UK/ University College London

  • Dept/School: Division of Infection & Immunity, University College London
  • Project Supervisor(s): Prof G Towers & Prof P Kellam
  • Laboratory supervisor: Prof Greg Towers
  • Clinical supervisor: Prof Deenan Pillay


Xenotropic murine retrovirus (XMRV) has recently been associated with chronic fatigue syndrome as well as prostate carcinoma in humans (1-3). XMRV is a murine endogenous virus found in the genome of mice and until recently has been thought to be absent from the human population. It is now becoming clear that XMRV has transmitted to humans by a process of zoonosis, presumably from mice, and appears to be associated with a variety of diseases not previously associated with viral infection.

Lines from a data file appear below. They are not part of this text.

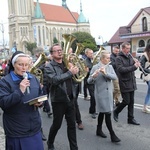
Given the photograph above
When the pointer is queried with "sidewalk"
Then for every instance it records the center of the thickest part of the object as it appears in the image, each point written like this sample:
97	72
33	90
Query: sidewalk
2	136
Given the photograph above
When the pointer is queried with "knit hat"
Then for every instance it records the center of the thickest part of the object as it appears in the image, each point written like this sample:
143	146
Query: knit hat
13	59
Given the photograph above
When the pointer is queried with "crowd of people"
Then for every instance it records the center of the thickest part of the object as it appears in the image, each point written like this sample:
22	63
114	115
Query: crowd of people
109	85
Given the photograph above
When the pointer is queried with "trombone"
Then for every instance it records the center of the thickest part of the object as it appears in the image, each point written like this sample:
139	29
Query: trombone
135	60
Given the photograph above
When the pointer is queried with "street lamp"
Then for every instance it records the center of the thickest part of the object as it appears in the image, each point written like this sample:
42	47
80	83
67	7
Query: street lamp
100	37
2	30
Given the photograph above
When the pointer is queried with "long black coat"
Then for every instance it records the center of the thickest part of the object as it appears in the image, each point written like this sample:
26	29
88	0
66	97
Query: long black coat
125	71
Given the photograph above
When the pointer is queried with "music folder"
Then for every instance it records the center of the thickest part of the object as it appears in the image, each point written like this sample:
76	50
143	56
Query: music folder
36	100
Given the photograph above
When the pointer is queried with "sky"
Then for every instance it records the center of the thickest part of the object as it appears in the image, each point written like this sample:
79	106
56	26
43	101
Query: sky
105	16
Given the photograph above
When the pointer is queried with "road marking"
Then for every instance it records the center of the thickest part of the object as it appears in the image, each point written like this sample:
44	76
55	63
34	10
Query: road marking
137	106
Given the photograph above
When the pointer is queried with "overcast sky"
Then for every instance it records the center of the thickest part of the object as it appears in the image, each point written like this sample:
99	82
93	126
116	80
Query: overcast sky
105	16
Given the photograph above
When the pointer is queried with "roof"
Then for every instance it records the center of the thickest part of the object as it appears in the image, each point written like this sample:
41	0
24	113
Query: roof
147	10
116	37
124	30
38	12
81	18
58	13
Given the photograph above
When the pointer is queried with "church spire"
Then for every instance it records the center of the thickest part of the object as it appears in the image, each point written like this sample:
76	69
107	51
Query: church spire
81	18
38	12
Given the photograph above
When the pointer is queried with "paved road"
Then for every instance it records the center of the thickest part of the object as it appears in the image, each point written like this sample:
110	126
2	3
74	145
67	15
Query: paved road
133	137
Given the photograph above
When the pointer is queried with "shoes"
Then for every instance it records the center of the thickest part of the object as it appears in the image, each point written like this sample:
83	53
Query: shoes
43	137
87	98
115	116
94	115
80	126
114	138
44	109
133	122
49	114
101	134
117	104
146	110
51	147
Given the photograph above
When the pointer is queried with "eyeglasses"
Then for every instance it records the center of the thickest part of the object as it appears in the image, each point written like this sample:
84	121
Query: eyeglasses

1. We will establish quantitative PCR assays and serology assays including enzyme linked immunosorbant assays (ELISA) to detect and quantify XMRV. Importantly, assays used to detect related murine leukaemia viruses in the lab are expected to be suitable.

2. We will use these assays to measure XMRV load in chronic fatigue patient samples as well as, well but XMRV infected control samples, with a view to establishing whether viral load relates to disease, episodes of illness and/or severity.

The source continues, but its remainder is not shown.